The actual argument over evolution isn't one that interests me much anymore. When I was a teenager, I found it important, largely because the origin of life to be important in establishing an "objective" morality. The idea that morality can exist outside of a great lawgiver did not seem convincing at the time, though it does now. I've moved on, though I still have questions to pester the average atheist. But in general, I don't raise them unless an atheist gets all righteous on me.
And that is what Dawkins has done. I don't trust educated intellectuals, either, when they forget Socrates' definition of wisdom. That definition, by the way, is knowing that you don't know something. Even the most educated intellectuals in the world put together know so little about the entirety of things to be known, in particular when it comes to people and their subjective lives. The revolt against intellectuals is caused by the overreach of intellectuals.

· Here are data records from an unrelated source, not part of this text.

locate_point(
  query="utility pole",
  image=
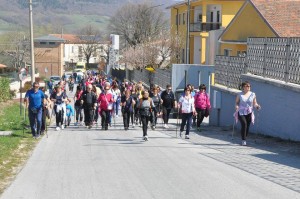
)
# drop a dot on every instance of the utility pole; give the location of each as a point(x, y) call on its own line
point(187, 60)
point(31, 43)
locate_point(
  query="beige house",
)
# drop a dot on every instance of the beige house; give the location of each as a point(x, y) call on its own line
point(48, 52)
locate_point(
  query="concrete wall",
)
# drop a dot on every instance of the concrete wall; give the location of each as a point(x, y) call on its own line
point(195, 75)
point(280, 113)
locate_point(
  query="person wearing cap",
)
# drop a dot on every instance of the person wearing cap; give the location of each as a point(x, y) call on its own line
point(105, 102)
point(59, 98)
point(34, 99)
point(69, 112)
point(89, 103)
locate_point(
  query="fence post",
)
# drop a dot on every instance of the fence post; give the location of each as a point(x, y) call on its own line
point(287, 61)
point(265, 59)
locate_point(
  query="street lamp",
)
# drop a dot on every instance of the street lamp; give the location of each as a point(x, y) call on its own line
point(31, 43)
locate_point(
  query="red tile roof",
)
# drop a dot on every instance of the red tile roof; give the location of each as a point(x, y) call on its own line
point(70, 38)
point(282, 15)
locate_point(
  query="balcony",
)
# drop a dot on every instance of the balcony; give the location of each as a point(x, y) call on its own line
point(204, 27)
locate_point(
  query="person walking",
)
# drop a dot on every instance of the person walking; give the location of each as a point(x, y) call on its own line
point(168, 102)
point(59, 98)
point(89, 103)
point(186, 103)
point(69, 113)
point(105, 102)
point(78, 106)
point(244, 103)
point(127, 104)
point(145, 106)
point(34, 100)
point(157, 103)
point(202, 104)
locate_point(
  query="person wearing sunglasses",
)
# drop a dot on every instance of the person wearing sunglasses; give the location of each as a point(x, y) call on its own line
point(202, 104)
point(34, 100)
point(244, 103)
point(105, 102)
point(168, 102)
point(186, 103)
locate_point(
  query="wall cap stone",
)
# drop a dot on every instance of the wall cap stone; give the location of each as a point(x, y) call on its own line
point(223, 88)
point(278, 83)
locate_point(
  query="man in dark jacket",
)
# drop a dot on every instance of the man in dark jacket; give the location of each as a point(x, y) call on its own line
point(89, 103)
point(169, 102)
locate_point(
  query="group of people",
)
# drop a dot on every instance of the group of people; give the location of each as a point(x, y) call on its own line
point(97, 97)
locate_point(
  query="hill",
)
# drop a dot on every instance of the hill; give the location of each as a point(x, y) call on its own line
point(55, 15)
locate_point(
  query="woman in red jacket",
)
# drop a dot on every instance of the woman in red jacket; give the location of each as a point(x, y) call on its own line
point(202, 104)
point(105, 103)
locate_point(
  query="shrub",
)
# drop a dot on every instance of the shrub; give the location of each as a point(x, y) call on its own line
point(4, 89)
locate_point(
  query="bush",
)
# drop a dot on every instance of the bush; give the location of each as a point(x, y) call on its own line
point(4, 89)
point(26, 87)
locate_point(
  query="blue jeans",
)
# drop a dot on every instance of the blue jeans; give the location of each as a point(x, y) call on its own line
point(35, 120)
point(116, 106)
point(186, 120)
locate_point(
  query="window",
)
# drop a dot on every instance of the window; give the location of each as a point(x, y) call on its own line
point(183, 56)
point(200, 18)
point(227, 52)
point(80, 51)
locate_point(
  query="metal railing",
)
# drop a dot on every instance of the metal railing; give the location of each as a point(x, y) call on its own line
point(204, 27)
point(275, 58)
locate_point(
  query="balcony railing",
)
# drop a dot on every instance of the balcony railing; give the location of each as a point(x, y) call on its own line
point(204, 27)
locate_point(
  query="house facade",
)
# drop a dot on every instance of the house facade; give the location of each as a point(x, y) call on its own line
point(48, 52)
point(257, 18)
point(74, 51)
point(208, 18)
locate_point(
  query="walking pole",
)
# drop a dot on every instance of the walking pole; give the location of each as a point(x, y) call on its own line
point(256, 134)
point(24, 122)
point(233, 126)
point(177, 121)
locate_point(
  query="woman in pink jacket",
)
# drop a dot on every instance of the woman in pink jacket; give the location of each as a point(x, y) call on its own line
point(105, 103)
point(202, 104)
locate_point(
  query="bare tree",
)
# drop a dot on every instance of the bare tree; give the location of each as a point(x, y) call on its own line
point(90, 42)
point(135, 23)
point(16, 45)
point(158, 52)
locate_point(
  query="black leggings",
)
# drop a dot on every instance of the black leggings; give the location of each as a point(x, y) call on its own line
point(200, 116)
point(59, 117)
point(166, 114)
point(145, 120)
point(245, 121)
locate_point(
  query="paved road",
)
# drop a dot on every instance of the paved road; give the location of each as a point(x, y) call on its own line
point(81, 163)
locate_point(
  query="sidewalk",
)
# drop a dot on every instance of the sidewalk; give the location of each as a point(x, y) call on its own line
point(269, 158)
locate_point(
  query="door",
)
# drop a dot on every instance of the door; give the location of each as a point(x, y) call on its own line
point(197, 50)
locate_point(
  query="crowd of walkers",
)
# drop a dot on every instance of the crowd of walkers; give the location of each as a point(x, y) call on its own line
point(97, 96)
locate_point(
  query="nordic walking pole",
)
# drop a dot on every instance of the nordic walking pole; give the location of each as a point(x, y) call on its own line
point(256, 134)
point(233, 125)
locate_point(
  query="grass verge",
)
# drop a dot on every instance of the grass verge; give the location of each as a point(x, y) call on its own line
point(14, 149)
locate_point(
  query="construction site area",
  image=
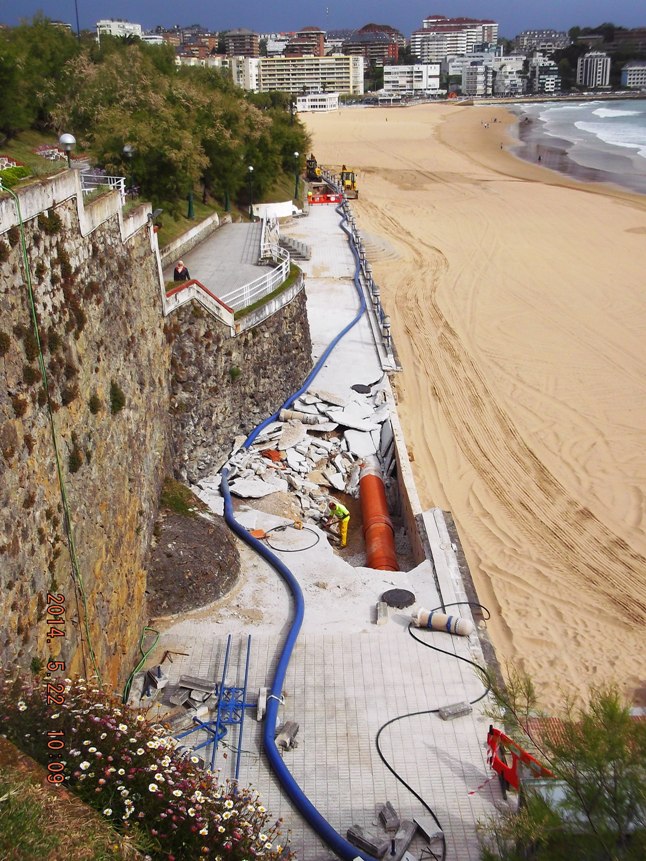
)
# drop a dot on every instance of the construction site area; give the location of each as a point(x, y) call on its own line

These intellectuals have begun worshiping their own tools, forgetting that they are means to an end rather than an end in itself. Dawkins' second criticism is of those that would rather have their kids know the Bible rather than "modern science." Quantum physics and an oil tanker are both tools and both would be equal wastes of time and effort for me to obtain. The theory pointed out by Dawkins, evolution, is particularly worthless from my point of view. I cannot think of a single aspect of my life that is improved by a thorough understanding of that theory. Yet rules that allow us to work together in peace and harmony are essential. Like it or not, the Bible has been a huge source of those rules. Again, I'm agnostic, not a Christian, and there are parts of the Bible I dislike, but a great many of its precepts are both accepted and practiced by people in America today with peaceful results. If given the choice, I too would say it would be more important for children to learn some morals rather than where birds came from.
Perhaps the most amusing thing is that the guy who spent the entire article cranking on other people for happily living their lives with a Savior ends it by pretending to be their savior. A hundred years from now, people will still be the same, driven by their passions and seeking to satisfy them by reason. But the nature of those passions will still be beyond reason. The joy, beauty, and mystery of being human will never be reduced to a mathematical equation.
I will rally for reason by being skeptical of those claiming to know, by pointing out holes in their theories any time they get cocky about them, and generally ignoring the theory of evolution as the fairly useless piece of information that it is.